It’s a potential minefield of a day for relationships: Valentine’s Day, the love-it-or-hate-it holiday that some celebrate as “Singles Awareness Day.” Whether you’re the champagne-and-roses type, or you’re preparing a pity party, we’ve mined the Carolyn Hax archives for some useful last-minute Valentine’s Day advice.
Carolyn Hax: Valentine’s Day advice for couples and singles
Newlysingle, D.C.: Dear Carolyn —
I really value your advice and hope you can help. I broke up with my boyfriend of three years about one month ago, and am feeling a little sad about V-Day, as well as my weekend nights. First, any suggestions for what I can do tonight? I don't really like the thought of sitting at home alone, but am not sure of any activities that a woman can do by herself.
As far as the weekends go, my friends are all coupled up, and I often join them when they go out on the weekend nights. I realize I am lucky to have this outlet, but am feeling like I should not depend on them for my social life. I am just not sure there are many desirable options for a single girl out on the town by herself. (I really don't have any friends that are single).

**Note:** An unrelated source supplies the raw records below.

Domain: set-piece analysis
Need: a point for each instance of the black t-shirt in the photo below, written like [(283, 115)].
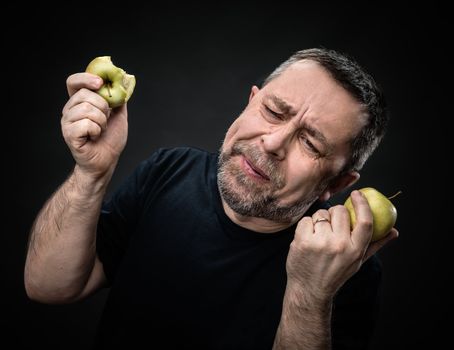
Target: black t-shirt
[(184, 276)]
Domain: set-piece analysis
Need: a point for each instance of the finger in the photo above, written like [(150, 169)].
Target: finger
[(85, 95), (78, 81), (304, 229), (82, 130), (340, 220), (321, 217), (377, 245), (362, 232), (85, 110)]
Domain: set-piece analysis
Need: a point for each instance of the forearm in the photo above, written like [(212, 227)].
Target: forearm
[(304, 324), (62, 244)]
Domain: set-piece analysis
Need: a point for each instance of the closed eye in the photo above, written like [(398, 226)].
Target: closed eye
[(310, 146), (273, 113)]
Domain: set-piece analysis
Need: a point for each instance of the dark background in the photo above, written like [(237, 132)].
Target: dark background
[(195, 66)]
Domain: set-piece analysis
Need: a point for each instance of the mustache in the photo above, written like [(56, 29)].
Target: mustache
[(268, 165)]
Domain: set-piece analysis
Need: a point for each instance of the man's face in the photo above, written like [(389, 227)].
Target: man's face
[(280, 154)]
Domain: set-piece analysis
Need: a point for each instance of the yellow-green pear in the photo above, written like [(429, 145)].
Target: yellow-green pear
[(118, 85), (383, 211)]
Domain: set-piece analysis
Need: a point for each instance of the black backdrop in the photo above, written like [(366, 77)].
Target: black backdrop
[(194, 67)]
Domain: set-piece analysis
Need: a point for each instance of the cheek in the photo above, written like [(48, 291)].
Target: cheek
[(303, 176)]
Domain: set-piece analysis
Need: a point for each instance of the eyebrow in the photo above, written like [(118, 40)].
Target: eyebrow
[(282, 105), (319, 136), (288, 109)]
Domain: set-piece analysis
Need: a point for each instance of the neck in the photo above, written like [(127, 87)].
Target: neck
[(255, 224)]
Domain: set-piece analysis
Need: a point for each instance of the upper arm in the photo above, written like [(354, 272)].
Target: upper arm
[(96, 281)]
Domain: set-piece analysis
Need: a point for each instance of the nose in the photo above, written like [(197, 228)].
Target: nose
[(276, 142)]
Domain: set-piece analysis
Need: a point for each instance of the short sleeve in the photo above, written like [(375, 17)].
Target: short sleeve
[(356, 308)]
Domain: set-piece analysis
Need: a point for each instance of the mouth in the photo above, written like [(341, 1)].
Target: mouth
[(252, 170)]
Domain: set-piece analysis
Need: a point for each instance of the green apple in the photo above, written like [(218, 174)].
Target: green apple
[(118, 85), (383, 211)]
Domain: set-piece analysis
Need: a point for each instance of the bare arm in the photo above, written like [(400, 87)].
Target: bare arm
[(321, 259), (61, 264)]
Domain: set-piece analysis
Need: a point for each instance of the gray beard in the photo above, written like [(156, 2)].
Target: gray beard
[(248, 198)]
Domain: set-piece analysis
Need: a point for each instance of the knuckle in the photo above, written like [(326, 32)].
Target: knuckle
[(366, 223), (85, 107)]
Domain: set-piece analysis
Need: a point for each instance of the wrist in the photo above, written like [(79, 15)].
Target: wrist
[(90, 184), (306, 300)]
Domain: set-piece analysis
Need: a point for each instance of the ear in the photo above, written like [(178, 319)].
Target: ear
[(254, 92), (338, 184)]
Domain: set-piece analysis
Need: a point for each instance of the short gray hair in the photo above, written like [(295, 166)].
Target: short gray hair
[(348, 73)]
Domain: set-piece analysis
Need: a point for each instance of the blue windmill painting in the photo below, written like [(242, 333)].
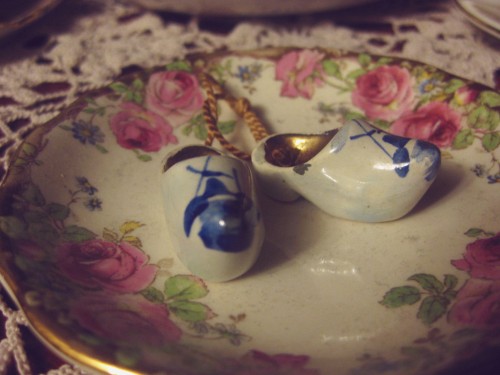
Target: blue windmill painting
[(224, 214)]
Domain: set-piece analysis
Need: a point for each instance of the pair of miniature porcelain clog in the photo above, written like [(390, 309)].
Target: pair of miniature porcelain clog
[(356, 172)]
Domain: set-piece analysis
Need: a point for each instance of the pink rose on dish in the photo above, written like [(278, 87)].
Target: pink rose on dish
[(435, 122), (118, 267), (30, 250), (481, 259), (125, 318), (136, 128), (465, 95), (301, 72), (477, 304), (384, 93), (175, 95)]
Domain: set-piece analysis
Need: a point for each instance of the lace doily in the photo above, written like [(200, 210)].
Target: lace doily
[(84, 44)]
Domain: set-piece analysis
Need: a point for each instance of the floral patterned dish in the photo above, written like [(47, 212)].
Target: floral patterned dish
[(85, 252)]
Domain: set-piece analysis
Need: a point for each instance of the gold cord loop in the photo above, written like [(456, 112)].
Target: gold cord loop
[(241, 106)]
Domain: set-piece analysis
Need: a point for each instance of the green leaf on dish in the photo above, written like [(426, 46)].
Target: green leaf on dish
[(463, 139), (190, 311), (185, 287), (491, 141), (401, 296), (428, 282)]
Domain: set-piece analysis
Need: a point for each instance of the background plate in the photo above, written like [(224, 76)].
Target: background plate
[(86, 255)]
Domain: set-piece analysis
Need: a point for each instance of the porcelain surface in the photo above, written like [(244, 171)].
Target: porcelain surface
[(485, 14), (242, 7), (357, 173), (86, 254), (212, 212)]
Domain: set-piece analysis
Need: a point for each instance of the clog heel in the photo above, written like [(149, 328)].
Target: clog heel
[(211, 211), (356, 172)]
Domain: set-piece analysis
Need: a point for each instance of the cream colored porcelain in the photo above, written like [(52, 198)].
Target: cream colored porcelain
[(243, 7), (87, 255), (357, 172), (211, 212)]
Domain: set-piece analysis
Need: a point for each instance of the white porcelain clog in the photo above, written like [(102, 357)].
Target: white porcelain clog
[(356, 172), (211, 212)]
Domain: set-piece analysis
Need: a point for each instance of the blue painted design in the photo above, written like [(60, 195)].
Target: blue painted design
[(221, 211), (401, 156), (426, 150)]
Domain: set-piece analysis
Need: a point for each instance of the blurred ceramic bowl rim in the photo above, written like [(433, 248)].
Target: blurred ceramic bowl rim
[(247, 7)]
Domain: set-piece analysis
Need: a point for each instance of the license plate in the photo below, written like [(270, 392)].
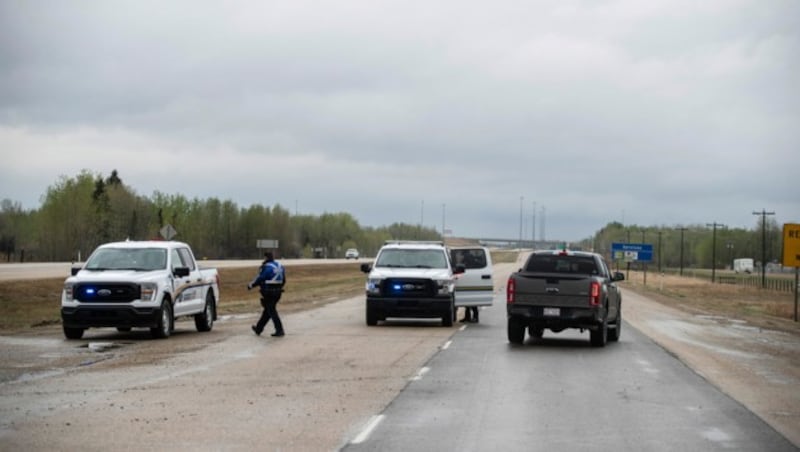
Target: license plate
[(552, 312)]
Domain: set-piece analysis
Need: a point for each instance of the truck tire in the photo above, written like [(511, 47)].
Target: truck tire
[(516, 331), (372, 316), (164, 327), (205, 320), (614, 332), (599, 336), (73, 333), (447, 317)]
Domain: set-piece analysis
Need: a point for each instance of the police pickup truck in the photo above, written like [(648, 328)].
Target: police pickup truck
[(556, 290), (139, 284), (411, 279)]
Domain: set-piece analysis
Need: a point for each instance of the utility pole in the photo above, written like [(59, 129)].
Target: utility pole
[(682, 230), (443, 211), (542, 236), (533, 227), (520, 222), (714, 225), (763, 214), (729, 245)]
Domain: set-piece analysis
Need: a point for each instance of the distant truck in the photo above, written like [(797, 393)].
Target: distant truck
[(475, 286), (139, 284), (743, 265), (556, 290), (411, 279)]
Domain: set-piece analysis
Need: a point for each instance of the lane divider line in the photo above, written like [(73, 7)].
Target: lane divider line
[(364, 435), (420, 373)]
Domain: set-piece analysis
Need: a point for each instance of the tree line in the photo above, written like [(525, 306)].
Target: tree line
[(79, 213)]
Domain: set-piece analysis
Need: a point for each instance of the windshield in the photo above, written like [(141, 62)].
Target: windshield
[(138, 259), (404, 258)]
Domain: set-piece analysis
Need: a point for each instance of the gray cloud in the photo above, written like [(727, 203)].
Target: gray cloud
[(671, 112)]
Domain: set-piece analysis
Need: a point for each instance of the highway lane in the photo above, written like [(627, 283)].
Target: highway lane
[(480, 393)]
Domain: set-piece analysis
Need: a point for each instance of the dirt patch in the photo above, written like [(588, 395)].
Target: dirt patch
[(762, 308), (743, 340)]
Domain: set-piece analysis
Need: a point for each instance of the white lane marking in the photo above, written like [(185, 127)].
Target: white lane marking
[(647, 367), (717, 435), (364, 435), (419, 374)]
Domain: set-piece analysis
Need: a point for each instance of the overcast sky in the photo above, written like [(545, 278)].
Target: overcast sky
[(459, 112)]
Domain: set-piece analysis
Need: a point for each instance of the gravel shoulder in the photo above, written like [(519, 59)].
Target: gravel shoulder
[(756, 366)]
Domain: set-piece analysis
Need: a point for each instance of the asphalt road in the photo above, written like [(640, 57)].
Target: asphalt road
[(418, 385), (559, 393)]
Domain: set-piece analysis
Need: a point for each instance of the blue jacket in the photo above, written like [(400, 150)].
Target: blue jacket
[(271, 276)]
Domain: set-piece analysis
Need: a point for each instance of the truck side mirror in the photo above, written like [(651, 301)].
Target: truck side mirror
[(180, 272)]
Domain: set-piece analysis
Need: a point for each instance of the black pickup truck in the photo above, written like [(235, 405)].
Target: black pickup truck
[(556, 290)]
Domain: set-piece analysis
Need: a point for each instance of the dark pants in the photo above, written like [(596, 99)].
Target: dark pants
[(470, 314), (269, 299)]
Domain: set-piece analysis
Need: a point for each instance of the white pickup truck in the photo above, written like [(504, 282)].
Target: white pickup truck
[(139, 284)]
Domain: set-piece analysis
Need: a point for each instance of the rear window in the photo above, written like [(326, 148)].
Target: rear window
[(554, 263), (472, 258)]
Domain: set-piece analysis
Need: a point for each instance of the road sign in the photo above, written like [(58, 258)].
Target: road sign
[(632, 252), (791, 245)]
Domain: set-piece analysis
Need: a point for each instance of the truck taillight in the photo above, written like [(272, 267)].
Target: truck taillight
[(594, 291)]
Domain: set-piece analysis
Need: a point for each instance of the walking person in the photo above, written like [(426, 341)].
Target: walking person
[(270, 280)]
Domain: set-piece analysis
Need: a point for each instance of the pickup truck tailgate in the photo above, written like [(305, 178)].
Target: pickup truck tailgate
[(556, 290)]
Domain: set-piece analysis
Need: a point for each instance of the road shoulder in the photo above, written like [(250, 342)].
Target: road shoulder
[(758, 367)]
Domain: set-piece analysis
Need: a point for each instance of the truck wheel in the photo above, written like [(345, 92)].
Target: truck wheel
[(599, 336), (516, 331), (372, 317), (447, 318), (73, 333), (205, 320), (164, 327), (613, 333)]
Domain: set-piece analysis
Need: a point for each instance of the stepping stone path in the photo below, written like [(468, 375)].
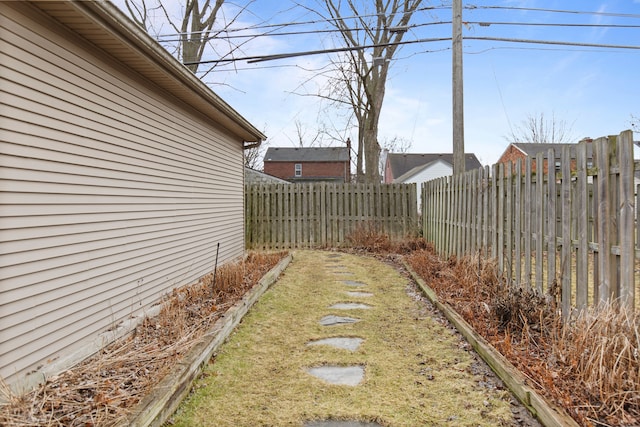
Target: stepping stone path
[(354, 283), (340, 424), (350, 306), (359, 294), (336, 320), (339, 375), (343, 343), (342, 375)]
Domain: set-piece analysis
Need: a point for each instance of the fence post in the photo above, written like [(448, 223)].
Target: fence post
[(551, 221), (603, 208), (626, 223), (566, 261), (582, 261), (528, 194), (540, 211), (517, 229)]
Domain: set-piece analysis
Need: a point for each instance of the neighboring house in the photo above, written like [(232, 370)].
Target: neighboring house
[(308, 164), (416, 168), (120, 172), (252, 176), (521, 150)]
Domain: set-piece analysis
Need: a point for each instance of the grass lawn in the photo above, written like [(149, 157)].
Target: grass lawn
[(417, 371)]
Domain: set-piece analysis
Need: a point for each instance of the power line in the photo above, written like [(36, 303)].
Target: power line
[(414, 26), (549, 24), (468, 7), (294, 33), (576, 12), (554, 42), (288, 24), (262, 58)]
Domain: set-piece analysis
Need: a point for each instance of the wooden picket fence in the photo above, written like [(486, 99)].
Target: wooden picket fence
[(574, 234), (324, 214)]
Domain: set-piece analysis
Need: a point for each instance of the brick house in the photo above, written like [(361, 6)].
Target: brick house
[(407, 167), (307, 164), (522, 150)]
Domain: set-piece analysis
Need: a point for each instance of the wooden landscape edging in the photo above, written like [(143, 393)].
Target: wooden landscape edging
[(159, 405), (547, 413)]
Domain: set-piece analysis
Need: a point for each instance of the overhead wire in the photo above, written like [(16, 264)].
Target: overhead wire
[(262, 58)]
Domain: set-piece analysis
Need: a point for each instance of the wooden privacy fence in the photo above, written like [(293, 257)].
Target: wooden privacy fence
[(324, 214), (574, 234)]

I don't necessarily want to "pick up" anyone, just maybe meet some people. I am still healing from my breakup, but think it would be healthy for me to "get out there." I am really busy during the days and enjoy doing a lot of activities. I just find my weekend nights to be a little empty. Any ideas for this newly single 30-year-old woman?
Thanks so much! I really enjoy your chats.
Carolyn Hax: "...but am not sure of any activities that a woman can do by herself."
Anyone up for a group barf?
What happened to ... go to a movie, go to dinner, go dancing, go shopping, read a book over a foofoo coffee thing at a bookstore, work out, work, go to a concert, see a play, go to a gallery opening, annoy a bartender, take flowers to a hospital and ask if there are any sick people who haven't been visited and make an anonymous gift.
You are living in one of the liveliest, busiest, most interesting spots on Earth and you can't think of anything to do because you don't have an arm accessory for it. Puh leez.
Houston, Tex.: May I ask a post Valentine's Day question? Here's the deal. My BF surprised me with a very sweet, very neat, thoughtful and creative (I thought) gift. He said he wanted to do something original, and something from the heart. I was deeply, deeply touched that he had put something together that was so cool and "out of the box." The next day, I overheard a woman in my office describing word for word the unusual present I received. I was shocked. I learned that this cute, on-of-a-kind idea of his was not original. The message was copied word-for-word from an e-mail (thanking Salvation army volunteers for their efforts) that had made the rounds. Now -- I still think the idea is sweet, and I'm still touched and grateful that he took the time to do something for me, but I'm bothered that he passed off as original something that was totally ripped-off (he is not creatively inspired, he tries hard though). Do I call him on it, or keep my mouth shut and be glad that he read the words and thought of me?